The authors obtained the contact patterns among 22341 students, which were inferred from the information on class schedules and class rosters for the Spring semester of 2006 in National University of Singapore.
date/time of measurement start: 2006-01-09
date/time of measurement end: 2006-05-06
collection environment: We collected information on class schedules and class rosters for the Spring 2006 semester in which there were 22341 enrolled. Our university, the National University of Singapore, has different colleges (e.g., Engineering, Science, Law) and within each college there are departments (e.g., Electrical and Computer Engineering, Computer Science). Every department offers graduate and undergraduate degrees, and face to face classes are an integral part of these programs. Many classes also have labs and recitations associated with them. For large classes, there are several recitation sessions offered and students sign up for the recitation session which is most convenient to them. The same goes for the labs. At this time of writing, all lessons are conducted on the main campus of the university at Kent Ridge, spanning an area of 146 hectares.

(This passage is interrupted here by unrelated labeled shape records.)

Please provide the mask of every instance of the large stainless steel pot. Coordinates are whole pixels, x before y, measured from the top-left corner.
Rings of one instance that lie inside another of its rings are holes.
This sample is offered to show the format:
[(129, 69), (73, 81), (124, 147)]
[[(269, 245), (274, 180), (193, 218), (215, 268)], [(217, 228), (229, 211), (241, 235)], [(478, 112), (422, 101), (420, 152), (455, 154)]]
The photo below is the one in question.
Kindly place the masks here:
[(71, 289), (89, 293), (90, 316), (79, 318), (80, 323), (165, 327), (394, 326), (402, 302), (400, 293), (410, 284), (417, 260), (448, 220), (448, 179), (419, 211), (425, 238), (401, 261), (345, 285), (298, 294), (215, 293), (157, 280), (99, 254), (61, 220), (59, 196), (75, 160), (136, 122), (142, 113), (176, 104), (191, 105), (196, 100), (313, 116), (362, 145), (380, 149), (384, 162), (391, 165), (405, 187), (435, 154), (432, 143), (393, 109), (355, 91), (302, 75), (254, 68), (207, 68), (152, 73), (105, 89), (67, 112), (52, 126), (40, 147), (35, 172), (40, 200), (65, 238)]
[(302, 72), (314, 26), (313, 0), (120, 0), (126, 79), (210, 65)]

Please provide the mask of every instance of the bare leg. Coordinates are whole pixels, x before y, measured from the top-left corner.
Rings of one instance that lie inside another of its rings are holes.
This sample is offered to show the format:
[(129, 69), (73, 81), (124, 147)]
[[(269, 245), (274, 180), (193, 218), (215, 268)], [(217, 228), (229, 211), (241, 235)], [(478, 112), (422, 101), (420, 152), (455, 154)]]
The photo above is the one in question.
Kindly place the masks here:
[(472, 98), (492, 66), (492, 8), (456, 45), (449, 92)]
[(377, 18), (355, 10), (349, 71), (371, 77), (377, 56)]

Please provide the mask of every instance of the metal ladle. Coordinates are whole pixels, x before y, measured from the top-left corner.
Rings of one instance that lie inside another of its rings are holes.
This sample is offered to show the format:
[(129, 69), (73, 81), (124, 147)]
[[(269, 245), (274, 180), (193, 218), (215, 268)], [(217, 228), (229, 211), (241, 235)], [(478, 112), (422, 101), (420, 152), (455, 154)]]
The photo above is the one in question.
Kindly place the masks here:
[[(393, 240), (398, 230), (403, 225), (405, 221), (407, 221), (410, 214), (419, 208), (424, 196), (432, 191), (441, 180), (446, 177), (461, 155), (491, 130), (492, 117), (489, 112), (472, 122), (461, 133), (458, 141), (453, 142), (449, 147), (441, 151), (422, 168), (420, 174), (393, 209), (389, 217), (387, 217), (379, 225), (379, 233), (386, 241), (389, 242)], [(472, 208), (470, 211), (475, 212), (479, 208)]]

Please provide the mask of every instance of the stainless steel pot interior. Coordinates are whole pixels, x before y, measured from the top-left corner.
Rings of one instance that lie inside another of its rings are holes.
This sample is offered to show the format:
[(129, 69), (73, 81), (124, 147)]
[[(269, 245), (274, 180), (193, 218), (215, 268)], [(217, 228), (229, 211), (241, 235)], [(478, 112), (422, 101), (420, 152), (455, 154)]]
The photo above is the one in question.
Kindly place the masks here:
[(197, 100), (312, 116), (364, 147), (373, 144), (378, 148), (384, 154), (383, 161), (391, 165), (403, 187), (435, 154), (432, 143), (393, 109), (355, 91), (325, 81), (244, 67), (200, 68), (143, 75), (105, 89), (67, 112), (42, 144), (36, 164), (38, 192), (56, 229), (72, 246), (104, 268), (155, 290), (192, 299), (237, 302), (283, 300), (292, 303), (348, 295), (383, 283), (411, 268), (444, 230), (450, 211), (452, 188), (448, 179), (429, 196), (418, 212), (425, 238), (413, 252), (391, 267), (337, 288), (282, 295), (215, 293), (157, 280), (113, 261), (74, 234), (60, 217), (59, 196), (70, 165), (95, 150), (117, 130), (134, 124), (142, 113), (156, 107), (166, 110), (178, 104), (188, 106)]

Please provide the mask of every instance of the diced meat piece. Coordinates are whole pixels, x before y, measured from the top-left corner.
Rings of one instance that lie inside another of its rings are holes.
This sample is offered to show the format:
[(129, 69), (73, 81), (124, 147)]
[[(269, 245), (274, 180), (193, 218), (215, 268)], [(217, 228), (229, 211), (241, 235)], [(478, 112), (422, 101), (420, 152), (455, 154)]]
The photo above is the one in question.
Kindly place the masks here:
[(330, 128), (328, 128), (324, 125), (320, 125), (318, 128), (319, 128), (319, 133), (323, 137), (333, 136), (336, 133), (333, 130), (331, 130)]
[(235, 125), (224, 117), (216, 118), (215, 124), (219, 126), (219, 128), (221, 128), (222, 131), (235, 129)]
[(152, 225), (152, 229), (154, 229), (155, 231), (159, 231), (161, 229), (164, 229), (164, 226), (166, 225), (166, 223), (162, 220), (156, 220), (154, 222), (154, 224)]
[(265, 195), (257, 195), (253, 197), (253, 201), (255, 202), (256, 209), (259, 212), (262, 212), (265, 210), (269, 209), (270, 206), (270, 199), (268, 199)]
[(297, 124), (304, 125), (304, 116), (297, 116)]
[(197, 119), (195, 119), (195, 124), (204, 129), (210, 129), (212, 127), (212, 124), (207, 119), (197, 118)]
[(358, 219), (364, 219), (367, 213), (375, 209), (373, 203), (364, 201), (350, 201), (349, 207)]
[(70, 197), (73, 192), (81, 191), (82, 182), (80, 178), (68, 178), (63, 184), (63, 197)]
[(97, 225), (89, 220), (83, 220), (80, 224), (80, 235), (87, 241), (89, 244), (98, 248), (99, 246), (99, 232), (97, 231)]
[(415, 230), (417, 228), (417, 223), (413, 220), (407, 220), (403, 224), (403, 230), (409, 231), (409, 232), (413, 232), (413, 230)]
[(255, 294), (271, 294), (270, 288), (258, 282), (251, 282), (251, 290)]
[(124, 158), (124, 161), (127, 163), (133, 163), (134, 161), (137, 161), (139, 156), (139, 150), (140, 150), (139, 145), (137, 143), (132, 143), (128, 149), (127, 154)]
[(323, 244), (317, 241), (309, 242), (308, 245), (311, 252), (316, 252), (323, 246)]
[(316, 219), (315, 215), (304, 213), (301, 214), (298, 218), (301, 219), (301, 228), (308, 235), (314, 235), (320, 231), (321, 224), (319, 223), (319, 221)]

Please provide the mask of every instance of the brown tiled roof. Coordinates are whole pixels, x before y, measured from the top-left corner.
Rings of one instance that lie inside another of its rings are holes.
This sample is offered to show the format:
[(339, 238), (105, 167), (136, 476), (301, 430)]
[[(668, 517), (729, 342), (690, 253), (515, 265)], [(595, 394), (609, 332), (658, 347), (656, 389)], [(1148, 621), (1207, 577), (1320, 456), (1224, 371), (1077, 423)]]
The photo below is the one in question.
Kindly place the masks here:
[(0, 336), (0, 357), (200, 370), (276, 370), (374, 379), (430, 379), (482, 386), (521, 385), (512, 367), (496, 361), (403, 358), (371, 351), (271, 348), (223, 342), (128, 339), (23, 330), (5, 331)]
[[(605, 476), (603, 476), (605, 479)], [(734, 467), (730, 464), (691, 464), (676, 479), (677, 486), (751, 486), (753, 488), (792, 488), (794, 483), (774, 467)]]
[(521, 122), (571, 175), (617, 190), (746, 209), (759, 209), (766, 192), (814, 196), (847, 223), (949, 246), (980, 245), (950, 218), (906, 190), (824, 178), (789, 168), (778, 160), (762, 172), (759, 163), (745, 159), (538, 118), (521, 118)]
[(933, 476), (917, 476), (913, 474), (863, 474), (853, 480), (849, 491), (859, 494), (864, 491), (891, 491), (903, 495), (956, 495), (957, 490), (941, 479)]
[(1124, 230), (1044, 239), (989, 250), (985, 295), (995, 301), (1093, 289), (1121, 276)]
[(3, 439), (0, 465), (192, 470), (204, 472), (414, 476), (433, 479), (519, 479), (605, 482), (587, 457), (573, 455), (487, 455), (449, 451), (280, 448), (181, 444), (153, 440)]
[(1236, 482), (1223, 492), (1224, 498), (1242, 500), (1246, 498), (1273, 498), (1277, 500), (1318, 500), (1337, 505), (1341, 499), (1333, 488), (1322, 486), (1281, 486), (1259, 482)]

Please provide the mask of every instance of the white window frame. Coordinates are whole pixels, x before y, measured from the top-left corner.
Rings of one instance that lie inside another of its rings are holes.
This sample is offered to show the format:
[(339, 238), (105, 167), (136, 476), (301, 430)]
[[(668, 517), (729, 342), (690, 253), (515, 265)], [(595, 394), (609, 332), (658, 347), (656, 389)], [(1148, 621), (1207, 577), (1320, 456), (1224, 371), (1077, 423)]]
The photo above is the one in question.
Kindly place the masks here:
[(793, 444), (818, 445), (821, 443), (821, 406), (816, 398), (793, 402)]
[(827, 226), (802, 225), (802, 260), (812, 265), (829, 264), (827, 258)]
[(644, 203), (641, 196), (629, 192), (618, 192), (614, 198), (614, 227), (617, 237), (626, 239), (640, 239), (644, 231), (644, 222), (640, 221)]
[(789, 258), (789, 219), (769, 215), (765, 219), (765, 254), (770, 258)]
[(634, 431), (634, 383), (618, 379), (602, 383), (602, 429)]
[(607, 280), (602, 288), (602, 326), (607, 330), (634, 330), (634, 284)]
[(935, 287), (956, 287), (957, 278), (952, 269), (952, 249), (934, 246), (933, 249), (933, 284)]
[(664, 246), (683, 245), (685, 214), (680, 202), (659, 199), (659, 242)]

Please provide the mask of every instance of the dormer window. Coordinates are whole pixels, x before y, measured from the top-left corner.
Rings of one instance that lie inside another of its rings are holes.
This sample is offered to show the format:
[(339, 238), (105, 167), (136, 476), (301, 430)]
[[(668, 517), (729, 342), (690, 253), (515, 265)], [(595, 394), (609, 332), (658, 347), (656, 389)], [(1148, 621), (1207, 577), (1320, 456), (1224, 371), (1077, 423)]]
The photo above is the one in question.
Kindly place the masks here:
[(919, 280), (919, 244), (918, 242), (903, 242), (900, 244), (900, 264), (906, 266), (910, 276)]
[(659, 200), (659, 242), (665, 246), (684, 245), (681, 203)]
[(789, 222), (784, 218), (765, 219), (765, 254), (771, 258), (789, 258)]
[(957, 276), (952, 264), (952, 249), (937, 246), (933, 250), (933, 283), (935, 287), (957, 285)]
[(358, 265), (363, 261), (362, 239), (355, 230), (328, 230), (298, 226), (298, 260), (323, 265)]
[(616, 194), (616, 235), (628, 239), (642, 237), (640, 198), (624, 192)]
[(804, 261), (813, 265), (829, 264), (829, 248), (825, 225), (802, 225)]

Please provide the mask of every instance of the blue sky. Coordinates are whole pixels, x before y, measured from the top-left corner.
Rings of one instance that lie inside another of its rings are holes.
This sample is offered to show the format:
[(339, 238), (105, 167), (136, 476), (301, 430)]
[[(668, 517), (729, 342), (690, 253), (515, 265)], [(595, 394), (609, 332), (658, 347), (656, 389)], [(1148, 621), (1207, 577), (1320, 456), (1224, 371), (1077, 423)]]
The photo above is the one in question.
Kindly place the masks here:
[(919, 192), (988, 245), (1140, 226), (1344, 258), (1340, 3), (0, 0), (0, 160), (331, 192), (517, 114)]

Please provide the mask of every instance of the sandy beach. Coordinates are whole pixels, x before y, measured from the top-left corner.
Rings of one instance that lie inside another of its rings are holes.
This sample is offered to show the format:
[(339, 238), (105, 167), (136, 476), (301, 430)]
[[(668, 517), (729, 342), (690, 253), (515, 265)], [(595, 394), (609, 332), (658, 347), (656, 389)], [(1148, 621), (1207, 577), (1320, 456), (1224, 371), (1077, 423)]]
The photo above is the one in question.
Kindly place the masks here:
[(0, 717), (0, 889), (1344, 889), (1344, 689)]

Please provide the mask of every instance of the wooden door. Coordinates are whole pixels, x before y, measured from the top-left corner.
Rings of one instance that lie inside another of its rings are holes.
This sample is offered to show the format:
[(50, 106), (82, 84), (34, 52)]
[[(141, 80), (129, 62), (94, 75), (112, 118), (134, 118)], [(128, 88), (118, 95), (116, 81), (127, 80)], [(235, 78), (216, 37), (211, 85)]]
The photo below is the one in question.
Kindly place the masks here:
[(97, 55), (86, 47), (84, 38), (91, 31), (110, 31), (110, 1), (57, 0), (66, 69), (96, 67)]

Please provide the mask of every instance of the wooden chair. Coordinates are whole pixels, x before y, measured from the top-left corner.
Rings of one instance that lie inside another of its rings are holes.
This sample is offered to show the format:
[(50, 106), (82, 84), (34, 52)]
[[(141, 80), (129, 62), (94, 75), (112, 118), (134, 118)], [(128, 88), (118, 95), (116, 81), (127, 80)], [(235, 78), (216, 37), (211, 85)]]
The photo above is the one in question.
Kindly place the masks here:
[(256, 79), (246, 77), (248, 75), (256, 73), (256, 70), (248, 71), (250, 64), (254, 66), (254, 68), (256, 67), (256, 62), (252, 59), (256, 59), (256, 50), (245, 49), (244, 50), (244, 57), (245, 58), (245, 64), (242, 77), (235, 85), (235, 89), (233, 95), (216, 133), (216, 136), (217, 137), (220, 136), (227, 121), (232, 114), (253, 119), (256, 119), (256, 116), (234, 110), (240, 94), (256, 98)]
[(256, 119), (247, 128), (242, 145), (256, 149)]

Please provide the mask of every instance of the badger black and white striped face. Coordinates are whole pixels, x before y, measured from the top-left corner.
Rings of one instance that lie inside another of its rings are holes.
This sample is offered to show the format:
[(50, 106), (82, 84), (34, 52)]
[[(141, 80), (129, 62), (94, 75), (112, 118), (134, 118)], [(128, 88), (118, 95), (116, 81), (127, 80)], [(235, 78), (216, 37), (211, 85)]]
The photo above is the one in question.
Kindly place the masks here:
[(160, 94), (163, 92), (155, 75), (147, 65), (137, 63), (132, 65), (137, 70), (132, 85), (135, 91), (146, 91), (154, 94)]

network configuration: Our insight is that accurate information of human contact patterns is available in several special scenarios such as university campuses. If one knows the class schedules and enrollment of students for each class on a campus, it gives us extremely accurate information about contact patterns between students over large time scales. We obtain this information about student enrollment and class schedules from our university.
We can now describe how we infer the contact patterns among students inside classrooms. The rule is simple - two students are in contact with each other if and only if they are in the same venue at the same time. In other words, we assume that as long as two students are in the same classroom, they are within Bluetooth range of each other. This assumption has been validated inside large classrooms on our campus. We also assume that two students who are in different classrooms are out of range of each other, even if one classroom is just next door to the other. We further assume that contacts take place only during business hours, and ignore that fact that students hang around campus for various activities after hours. We note that the last two assumptions are conservative - the number of contacts we obtained is a lower bound of the actual contacts that take place on campus.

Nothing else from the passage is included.